After the Second Vatican Council in 1965, there were many changes in the Catholic Church, foremost of which is the adoption of the Novus ordo or the new liturgy. It did away with the Latin Mass or Ad orientem and adopted rituals using English or the native language. In the Ad orientem (facing the east) the priest faces the apse or wall behind the altar, with the people looking in the same direction at the Blessed Sacrament at the tabernacle behind the altar. In the Novus ordo or populum orientation, the priest faces the congregation.
While the liturgy of the Mass has changed in its orientation and language, the essentials remain except that in the new liturgy the people take active part in responding to the priest and they see what the priest is doing. In the older liturgy, only the altar boy or sacristan responds in behalf of the people; now the entire congregation is urged to answer.
Many miss the Latin Mass because it was more solemn, more meaningful and had connectivity to the ancient rites of the early Church. Today the priest has his own innovation and style that dilutes as it were the solemnity of the Holy Sacrifice. His manners sometimes confuse the people or depreciate the seriousness of the sacred celebration. There are priests, for instance, who love that the people clap their hands as if he just delivered a speech and not a homily. Some think that people love a stand-up comedian to get their attention than a good preacher.

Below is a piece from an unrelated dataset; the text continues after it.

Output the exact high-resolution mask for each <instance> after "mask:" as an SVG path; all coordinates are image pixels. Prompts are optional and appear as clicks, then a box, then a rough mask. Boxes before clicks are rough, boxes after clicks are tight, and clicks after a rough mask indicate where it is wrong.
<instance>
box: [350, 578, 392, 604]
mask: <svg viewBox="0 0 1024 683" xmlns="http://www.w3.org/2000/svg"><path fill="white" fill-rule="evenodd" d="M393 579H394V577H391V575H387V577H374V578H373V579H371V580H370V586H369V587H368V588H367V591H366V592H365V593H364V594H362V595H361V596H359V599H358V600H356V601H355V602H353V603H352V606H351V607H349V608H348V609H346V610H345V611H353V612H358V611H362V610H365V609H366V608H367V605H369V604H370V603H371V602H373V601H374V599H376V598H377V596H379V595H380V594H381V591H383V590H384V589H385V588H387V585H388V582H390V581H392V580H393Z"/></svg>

Every priest is a personality but, as Archbishop Georg Gänswein, personal secretary of Pope Emeritus Benedict XVI and Prefect of the Papal Household told the four new priests at the Stift Heiligenkreuz monastery in Austria last month, the duty of the priest (is) to remain loyal to the truth of the Gospels and rebuked those within the Church who wish to invent a new Church.
He advised the new priests not to teach their own good ideas, but, rather, that which God has given to us. It is not about our own cherished ideas, but about salvation and the strength that stems from the Sacraments. Thus, a priest does not need to have a striking personality, and will not make the headlines, just like the lighthouse.
The archbishop was referring to his anecdote about a ship captain that saw a light and thinking that the light came from another ship, sent a message tellingit to change course. The answer said that it is a lighthouse and the keeper said he cannot change course. But the captain insisted the lighthouse move away.
The lighthouse keeper, Gänswein said would only make headlines if he would leave his post in order to do something else because there would be a disaster.
He added, When priests and bishops do not anymore have the courage to proclaim the Gospels with strength and in its entirety, but to merely present one’s own words of wisdom, then there comes disaster, and then there are headlines.
Priests deal with the matter of keeping the course and changing the course. They are influencing the course of the lives of men, they steer (and), they change. Their position is similar to the lighthouse keeper.
He pointed out that unlike some of the powerful ships in the sea, the lighthouse itself has no warships. So, too are the priests whose strength does not come from external means of power. They lead people and guide them, by simply proclaiming the Truth that has become Incarnate in Jesus Christ.
A priest is not strong out of his own power; he only has strength inasmuch as he gives witness to the truth. People should change their ways because they have come in contact with the truth of the Gospels, just as a ship has to change course when coming in contact with a lighthouse. Since God entrusted that truth to His Church, the Church may not proclaim anything else but that truth, be it in season or out of season.
While a priest might hear voices similar to the captain of the warship ordering the lighthouse to change course, he has to give a simple answer that of the beauty and truth of the Faith, to advise people to go the right path to eternal salvation.
The priests, not the Church, must change course.